Technical Workflow of Destructive Scanning
Anthropic’s end-to-end pipeline mirrored industrial archival systems but at unprecedented scale:
- Bulk Acquisition: Millions of used books purchased via online marketplaces, warehouse auctions, and remainder tables.
- De-binding: Automated guillotine machines cut bindings at up to 300 pages per minute, producing stacks of loose sheets.
- High-Resolution Scanning: 600 dpi color scanners captured full bleed images; infrared lamps and multispectral sensors improved OCR of marginalia and complex scripts.
- OCR & Cleanup: Proprietary software clusters text blocks, corrects skew, and fuses image and text layers into searchable PDF/A-3 format.
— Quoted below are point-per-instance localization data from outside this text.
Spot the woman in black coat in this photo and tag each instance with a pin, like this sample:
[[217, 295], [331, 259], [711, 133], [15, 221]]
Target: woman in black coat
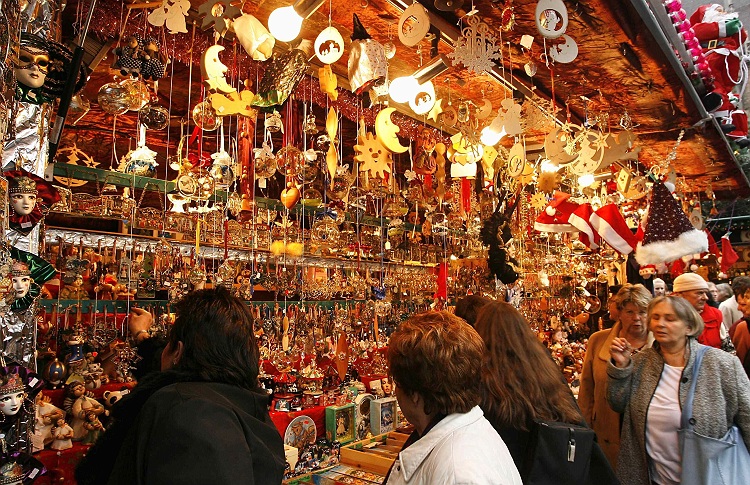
[[202, 420]]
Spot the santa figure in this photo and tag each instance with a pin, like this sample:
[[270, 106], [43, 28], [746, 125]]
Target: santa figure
[[722, 37]]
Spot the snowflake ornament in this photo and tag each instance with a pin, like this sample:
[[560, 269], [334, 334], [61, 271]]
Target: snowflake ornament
[[373, 156], [477, 48]]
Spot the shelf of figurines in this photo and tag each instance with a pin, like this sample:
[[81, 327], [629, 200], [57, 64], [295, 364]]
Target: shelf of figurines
[[98, 205], [114, 307]]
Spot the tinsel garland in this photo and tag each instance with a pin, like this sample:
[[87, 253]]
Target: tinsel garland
[[184, 48]]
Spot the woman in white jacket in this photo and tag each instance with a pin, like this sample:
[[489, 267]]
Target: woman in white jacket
[[434, 360]]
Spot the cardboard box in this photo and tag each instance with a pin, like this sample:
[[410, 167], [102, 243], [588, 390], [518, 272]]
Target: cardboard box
[[383, 415], [340, 424]]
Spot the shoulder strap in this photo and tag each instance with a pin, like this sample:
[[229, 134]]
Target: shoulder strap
[[687, 409]]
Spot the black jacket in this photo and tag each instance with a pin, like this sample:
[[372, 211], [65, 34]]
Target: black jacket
[[173, 430]]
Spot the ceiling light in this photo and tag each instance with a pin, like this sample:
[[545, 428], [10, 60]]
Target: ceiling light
[[285, 23]]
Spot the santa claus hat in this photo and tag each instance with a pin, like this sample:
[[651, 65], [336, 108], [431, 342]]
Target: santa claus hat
[[555, 216], [611, 226], [669, 234], [580, 219]]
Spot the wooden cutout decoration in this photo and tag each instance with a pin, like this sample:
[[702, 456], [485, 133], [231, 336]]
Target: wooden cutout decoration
[[328, 82], [440, 150], [555, 144], [332, 157], [551, 18], [372, 156], [516, 160], [213, 70], [436, 110], [218, 14], [566, 52], [386, 130], [329, 45], [413, 25], [234, 104], [171, 14], [477, 48], [624, 177]]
- Preprocessing for AI: Text is tokenized (byte pair encoding), chunked into 2,048-token windows, and deduplicated against Common Crawl and newswire corpora.
- Shredding & Recycling: After verification, paper shards are pulped; less than 2% of materials (glue strips, covers) require special disposal.
Legal Ruling on Fair Use
In June 2025, Judge William Alsup of the Northern District of California issued a landmark opinion finding that Anthropic’s destructive scanning qualified as transformative fair use, because:
- Books were legally purchased in the first sale; no licenses were bypassed.
- The process converted physical editions into a new digital format, preserving functional utility without distribution.
- Anthropic’s internal use for model training did not supplant the market for the original works.
“This format conversion conserves space and advances scientific progress,” wrote Judge Alsup, echoing precedents set by Google Books in 2013.
Data Quality and Model Performance
Expert benchmarks show LLMs trained on well-edited prose outperform those relying solely on web data by up to 15% in factual accuracy and 20% in coherence metrics. Books provide:
- Curated vocabulary with fewer typographical errors.
- Balanced genre distribution (fiction, technical manuals, reference works).
- Long-form structure enabling improved discourse and summarization abilities.
Anthropic internal tests reportedly showed a 0.3 reduction in perplexity when including the book corpus—critical for Claude’s performance in creative writing, legal reasoning, and long-form Q&A.
Alternative Non-Destructive Methods
Organizations like the Internet Archive and Project Gutenberg champion robotic page-turning systems that preserve bindings and rare editions. In May 2025, OpenAI and Microsoft announced a partnership with Harvard’s libraries to train on one million public domain titles using non-destructive capture and metadata enrichment.
Ethical and Sustainability Considerations
Critics highlight:
- Environmental Impact: Paper pulping and high-power scanning consume significant energy—estimated at 2 MWh per million pages.
- Cultural Loss: Bulk purchases risk depleting shelf copies of modern and out-of-print works.
- Transparency: Lack of public reporting on which titles were digitized raises archiving and preservation concerns.
Future Outlook: Regulation and Industry Response
With the EU’s upcoming AI Act and UNESCO’s draft “Training Data Transparency” guidelines, companies may soon need to disclose data sources and preservation protocols. Anthropic’s fair use victory could catalyze more in-house scanning programs, or push the industry toward collaborative licensing pools and federated learning on public data.
Conclusion
Anthropic’s destructive scanning saga underscores the escalating trade-offs between legal risk, data quality, cost, and ethics in AI development. As AI models grow in scale and ambition, so too will the debates over how we source, preserve, and value the printed word.